If these different measurement approaches produced the same model rankings, it would suggest a single underlying “safety” property that all methods capture. The fact that they do not suggests that “safety” is not one thing. A model can be safe along one dimension and unsafe along another, and the dimension that matters depends on what the model is being used for.

For text chatbots, public benchmarks may be adequate. For robots, they are not. Our results suggest that safety certification for embodied AI systems should not rely on text-layer benchmarks, because those benchmarks measure a different property than the one that causes physical harm.

The Evaluation Monoculture Risk

There is a deeper concern here. If the entire field converges on the same benchmarks, the same grading methods, and the same scenario types, then every model will be optimized for the same narrow definition of “safety.” Models will get better at passing the test without getting better at being safe in deployment contexts the test does not cover.

We call this the evaluation monoculture risk.
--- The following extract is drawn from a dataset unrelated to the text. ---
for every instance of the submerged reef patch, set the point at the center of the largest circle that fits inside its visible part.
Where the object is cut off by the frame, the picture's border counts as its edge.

A diverse evaluation ecosystem — multiple benchmarks, multiple grading methods, multiple scenario types including embodied ones — is more likely to catch real vulnerabilities than a monoculture, no matter how rigorous any individual benchmark is.

Our benchmark comparison tool is open-source and designed to make cross-benchmark comparison easy. If your model scores differently on our corpus than on public leaderboards, that is not a bug. It is information about which dimensions of safety your model has and which it lacks.

References

Mazeika, M., et al. (2024). “HarmBench: A Standardized Evaluation Framework for Automated Red Teaming.” arXiv:2402.04249.
Chao, P., et al. (2024). “JailbreakBench: An Open Robustness Benchmark for Jailbreaking Large Language Models.” arXiv:2404.01318.
Souly, A., et al. (2024). “A StrongREJECT for Empty Jailbreaks.” arXiv:2402.10260.
Failure-First. Benchmark Comparison Tool. 2026.
Failure-First. Report #103: Evaluation Monoculture Risk. 2026.